Demonstrating a character trait shared by many in this segment of the industry, independent operators are consistently on the lookout for ways to autonomously extend their personalities, ideas, and culture, while putting their own stamp on their properties. And in today’s economy, especially considering the limited labor pool in which we all operate, it’s perhaps more relevant than ever for independent hoteliers to create that culture at our properties. Surely, we’ve all seen owners becoming ever-more creative when it comes to finding, hiring, and – perhaps most importantly – retaining reliable, talented, and dedicated workers to staff our properties.

That creativity is the currency we need to help us keep our doors open. However, as independent hoteliers expand their skills when it comes to workforce issues, we must consider the costs associated with any venture. That’s not to say independent properties shouldn’t take on additional costs to remain competitive with the brands regarding hiring, but there needs to be accountability and oversight to determine what’s working, what’s a waste of money, and different avenues that need to be pursued. Don’t let a sense of desperation cause you to throw everything at the wall to see what sticks.

The good news is that there are numerous solutions available today to address our workforce issues that weren’t possible in years past and won’t add considerable cost without a return on investment.

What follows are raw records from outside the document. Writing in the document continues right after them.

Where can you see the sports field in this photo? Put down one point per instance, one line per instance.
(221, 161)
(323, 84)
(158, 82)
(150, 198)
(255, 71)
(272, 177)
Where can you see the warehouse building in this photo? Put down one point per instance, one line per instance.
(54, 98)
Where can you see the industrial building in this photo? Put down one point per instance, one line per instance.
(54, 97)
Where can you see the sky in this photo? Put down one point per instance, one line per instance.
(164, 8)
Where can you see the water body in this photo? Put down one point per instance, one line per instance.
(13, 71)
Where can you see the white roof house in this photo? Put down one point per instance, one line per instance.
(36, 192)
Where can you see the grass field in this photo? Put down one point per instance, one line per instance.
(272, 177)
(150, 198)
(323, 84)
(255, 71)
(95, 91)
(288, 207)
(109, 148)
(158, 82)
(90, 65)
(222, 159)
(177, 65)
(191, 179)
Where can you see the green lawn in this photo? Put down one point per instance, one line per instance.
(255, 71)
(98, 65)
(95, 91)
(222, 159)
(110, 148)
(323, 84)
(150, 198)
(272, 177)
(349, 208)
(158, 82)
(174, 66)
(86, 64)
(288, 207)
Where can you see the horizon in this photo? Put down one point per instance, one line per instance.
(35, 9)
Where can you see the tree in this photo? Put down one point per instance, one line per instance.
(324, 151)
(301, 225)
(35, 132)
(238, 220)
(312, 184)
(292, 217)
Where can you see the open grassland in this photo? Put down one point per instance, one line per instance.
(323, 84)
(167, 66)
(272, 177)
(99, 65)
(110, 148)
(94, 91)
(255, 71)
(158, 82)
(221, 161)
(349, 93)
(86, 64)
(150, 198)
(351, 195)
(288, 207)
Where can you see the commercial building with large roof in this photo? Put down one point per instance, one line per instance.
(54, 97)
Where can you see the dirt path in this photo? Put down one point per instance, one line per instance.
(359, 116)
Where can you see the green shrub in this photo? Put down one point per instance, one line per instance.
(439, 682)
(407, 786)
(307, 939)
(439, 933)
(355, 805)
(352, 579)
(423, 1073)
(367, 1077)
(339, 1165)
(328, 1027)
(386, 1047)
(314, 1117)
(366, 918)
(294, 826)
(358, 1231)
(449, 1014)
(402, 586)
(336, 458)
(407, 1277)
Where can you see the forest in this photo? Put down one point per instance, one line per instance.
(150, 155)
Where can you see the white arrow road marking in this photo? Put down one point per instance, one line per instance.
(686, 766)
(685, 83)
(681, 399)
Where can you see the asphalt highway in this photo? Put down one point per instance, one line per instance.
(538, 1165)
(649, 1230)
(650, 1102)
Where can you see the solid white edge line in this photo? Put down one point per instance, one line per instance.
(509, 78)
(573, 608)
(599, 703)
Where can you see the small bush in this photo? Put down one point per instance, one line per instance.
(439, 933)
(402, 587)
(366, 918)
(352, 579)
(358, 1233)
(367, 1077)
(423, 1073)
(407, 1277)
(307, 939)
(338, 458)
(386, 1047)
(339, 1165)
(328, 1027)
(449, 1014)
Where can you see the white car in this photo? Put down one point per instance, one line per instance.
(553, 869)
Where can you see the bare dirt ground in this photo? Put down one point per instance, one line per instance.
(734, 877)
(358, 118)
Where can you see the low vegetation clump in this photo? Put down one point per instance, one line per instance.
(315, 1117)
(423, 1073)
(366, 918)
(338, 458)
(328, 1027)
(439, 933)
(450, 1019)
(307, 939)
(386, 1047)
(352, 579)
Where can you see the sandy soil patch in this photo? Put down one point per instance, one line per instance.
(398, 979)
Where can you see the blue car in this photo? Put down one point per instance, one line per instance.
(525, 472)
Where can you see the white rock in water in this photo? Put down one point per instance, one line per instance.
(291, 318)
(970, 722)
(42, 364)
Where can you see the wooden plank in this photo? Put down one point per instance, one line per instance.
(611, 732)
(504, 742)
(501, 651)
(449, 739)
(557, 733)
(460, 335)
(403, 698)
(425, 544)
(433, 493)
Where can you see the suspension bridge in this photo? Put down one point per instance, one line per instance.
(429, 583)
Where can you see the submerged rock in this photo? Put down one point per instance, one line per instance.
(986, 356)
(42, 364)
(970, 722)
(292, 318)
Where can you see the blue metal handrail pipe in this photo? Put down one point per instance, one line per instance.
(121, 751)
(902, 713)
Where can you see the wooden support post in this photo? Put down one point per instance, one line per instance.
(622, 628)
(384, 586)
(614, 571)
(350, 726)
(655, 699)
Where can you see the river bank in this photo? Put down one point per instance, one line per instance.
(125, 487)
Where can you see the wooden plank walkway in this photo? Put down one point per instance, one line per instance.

For example, many employees are expressing a desire to be paid more frequently – even daily – for their work, and there now are simple solutions available to accomplish that without adding overhead.

Or, just brainstorming here, we could network with operators in other cities to offer travel perks to employees in the form of free nights at those properties. If you have a property remotely near an airport, for example, you could offer your employees free parking at the hotel and a ride to the airport as a perk.

We’ve long had a shared goal of creating a culture and atmosphere at our properties that draw in guests, but we also need to be applying that same level of thinking to attracting new employees and keeping the ones we have. The environment we create at our properties defines us in the eyes of guests and workers alike. Remember, these days, candidates are interviewing you probably more than you’re interviewing them. What motivation are you giving them to want to work at your property that the hotel, restaurant, store, or warehouse down the street isn’t offering?

There is no magic lever we can flip to solve our problems, but that’s likely what attracted so many of us to the independent side of the industry in the first place. We like the challenge of solving problems on our own. But, that doesn’t mean we’re adrift in an ocean of problems by ourselves. There are resources available for independent hoteliers of all stripes, including the AAHOA Independent Hoteliers Committee, which directly serves this segment of the industry and offers numerous opportunities for problem-solving, networking, and much more.

And if your hotel truly is an enjoyable and rewarding place to work, your hiring woes should dissipate as word gets out.